Plus de deux ans après son adoption, la Loi canadienne anti-pourriel n'est toujours pas en vigueur. Cela pourrait enfin changer, grâce aux règlements qui viennent d'être publiés. Leur portée limitée risque toutefois de causer beaucoup de déception.

Qu'est-ce que le pourriel? Des «messages électroniques commerciaux non sollicités», indiquait la première version des règlements présentée en juillet 2011. La définition ratisse large et reflète bien l'irritation que suscite le racolage par courriel ou par texto. Promesses d'élongation anatomique, loteries bidon, tentatives d'obtenir un numéro de carte de crédit, publicités sans intérêt ne sont que quelques exemples de cette sollicitation indésirable.

Si la plus récente mouture des règlements demeure intraitable envers les activités criminelles, elle redonne beaucoup de marge au marketing d'entreprise. Les premières peuvent être dangereuses pour les citoyens peu au fait des technologies, c'est vrai. Reste que pour une grande partie des utilisateurs, les deux sources sont tout aussi importunes.

Lorsque la loi sera en vigueur, particuliers et entreprises pourront signaler les messages électroniques commerciaux qui leur auront été envoyés sans leur consentement à un Centre de notification des pourriels. Nous souhaitons bonne chance aux employés de ce centre, qui sera hébergé par le Conseil de la radiodiffusion et des télécommunications canadiennes (CRTC). Ils recevront sans doute bien des plaintes de citoyens furieux d'apprendre que cette loi anti-pourriel au nom si prometteur tolère des messages qu'ils jugent indésirables.

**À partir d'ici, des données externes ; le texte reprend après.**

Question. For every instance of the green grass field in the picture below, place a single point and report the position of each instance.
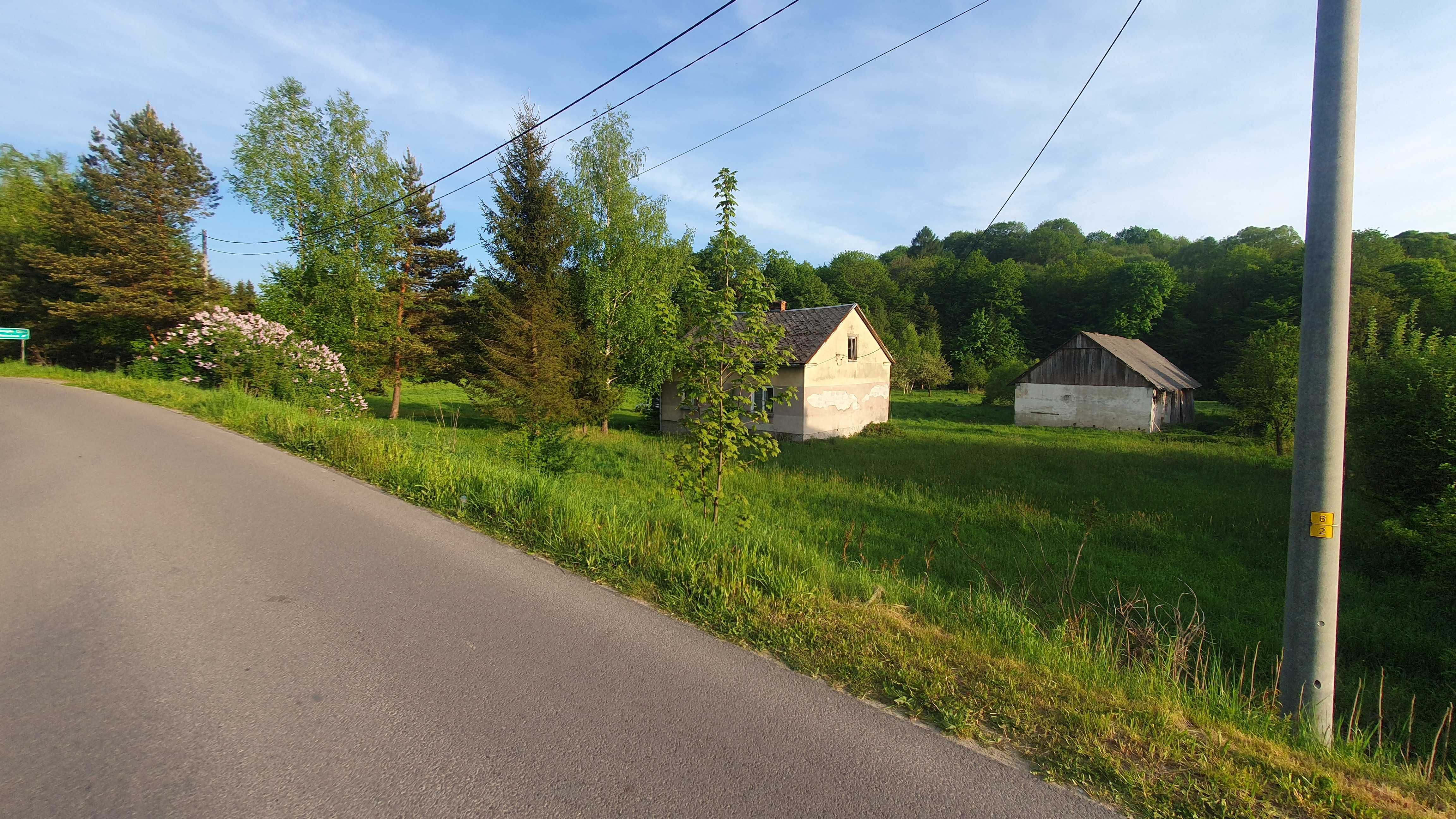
(931, 572)
(1186, 516)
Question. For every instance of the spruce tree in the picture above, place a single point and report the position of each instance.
(424, 289)
(28, 187)
(123, 234)
(624, 266)
(245, 298)
(526, 369)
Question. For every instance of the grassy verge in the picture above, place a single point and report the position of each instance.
(949, 634)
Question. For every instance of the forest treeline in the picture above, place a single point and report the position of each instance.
(589, 292)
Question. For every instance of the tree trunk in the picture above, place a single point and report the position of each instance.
(399, 324)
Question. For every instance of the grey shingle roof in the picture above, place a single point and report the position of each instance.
(1145, 362)
(806, 330)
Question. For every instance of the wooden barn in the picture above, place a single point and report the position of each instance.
(1106, 382)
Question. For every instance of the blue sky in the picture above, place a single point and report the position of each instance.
(1198, 123)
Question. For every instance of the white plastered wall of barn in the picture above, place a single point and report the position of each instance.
(1083, 406)
(841, 397)
(1106, 382)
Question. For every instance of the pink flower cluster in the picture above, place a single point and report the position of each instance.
(203, 339)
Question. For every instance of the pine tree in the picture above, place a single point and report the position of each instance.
(245, 298)
(123, 234)
(28, 187)
(526, 369)
(424, 288)
(624, 264)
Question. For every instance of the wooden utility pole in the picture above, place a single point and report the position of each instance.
(1313, 588)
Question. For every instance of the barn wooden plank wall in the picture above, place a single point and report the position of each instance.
(1090, 365)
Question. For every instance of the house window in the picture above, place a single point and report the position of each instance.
(763, 400)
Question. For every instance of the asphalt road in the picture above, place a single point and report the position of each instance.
(196, 624)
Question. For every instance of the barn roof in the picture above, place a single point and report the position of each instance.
(1139, 358)
(806, 330)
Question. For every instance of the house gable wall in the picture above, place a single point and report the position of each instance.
(841, 397)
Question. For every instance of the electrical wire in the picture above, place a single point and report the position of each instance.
(545, 146)
(908, 41)
(761, 116)
(682, 34)
(819, 87)
(1065, 116)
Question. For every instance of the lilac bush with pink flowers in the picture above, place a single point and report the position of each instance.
(264, 358)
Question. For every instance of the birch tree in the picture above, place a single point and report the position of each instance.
(624, 260)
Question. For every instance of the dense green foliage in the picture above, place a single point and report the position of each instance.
(1265, 384)
(311, 168)
(424, 289)
(727, 362)
(1403, 434)
(624, 261)
(116, 260)
(532, 368)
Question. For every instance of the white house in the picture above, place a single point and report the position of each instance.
(839, 374)
(1107, 382)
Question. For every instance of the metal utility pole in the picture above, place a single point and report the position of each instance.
(1313, 589)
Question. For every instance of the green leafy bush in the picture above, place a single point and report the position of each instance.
(1403, 434)
(1001, 384)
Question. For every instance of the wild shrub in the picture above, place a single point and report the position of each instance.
(264, 358)
(883, 430)
(1001, 384)
(1403, 434)
(548, 448)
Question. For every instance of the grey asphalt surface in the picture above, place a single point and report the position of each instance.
(196, 624)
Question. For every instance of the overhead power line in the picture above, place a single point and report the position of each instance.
(902, 44)
(819, 87)
(548, 143)
(1065, 116)
(500, 146)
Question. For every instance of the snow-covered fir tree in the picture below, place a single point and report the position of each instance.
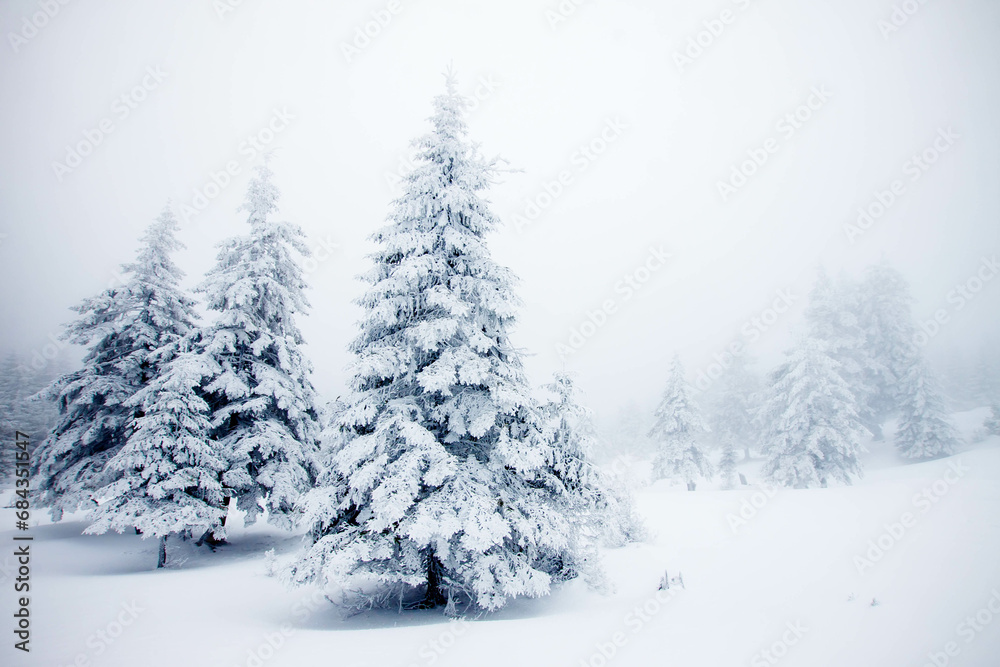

L'exemption accordée aux références faites par des tiers risque notamment de créer beaucoup de confusion. Une entreprise qui aura obtenu vos coordonnées électroniques par l'une de vos relations aura le droit de vous contacter. Elle ne pourra vous envoyer qu'un seul message et devra indiquer qui vous a recommandé. N'empêche. Cette exemption ajoutée à la nouvelle version des règlements légitimera des envois dont plusieurs se seraient passés.

La notion de «liens personnels» est déterminante, car les messages électroniques commerciaux entre individus liés ne sont pas considérés comme du pourriel. Or, elle a été grandement étirée. Le règlement original demandait que le destinataire et l'expéditeur se soient rencontrés dans un contexte non commercial dans les deux années précédentes. Toutes ces exigences ont disparu. La nouvelle définition, nettement plus permissive, ouvre la porte à bien des messages qui n'auraient pas passé autrement.

La loi prévoit des amendes salées. Si Ottawa met les ressources nécessaires pour la faire respecter, il finira sans doute par réduire le flot de messages trompeurs et malfaisants en provenance du Canada. C'est déjà ça. On aurait cependant aimé qu'il demeure plus ferme envers la sollicitation d'entreprises, aussi légitimes soient-elles.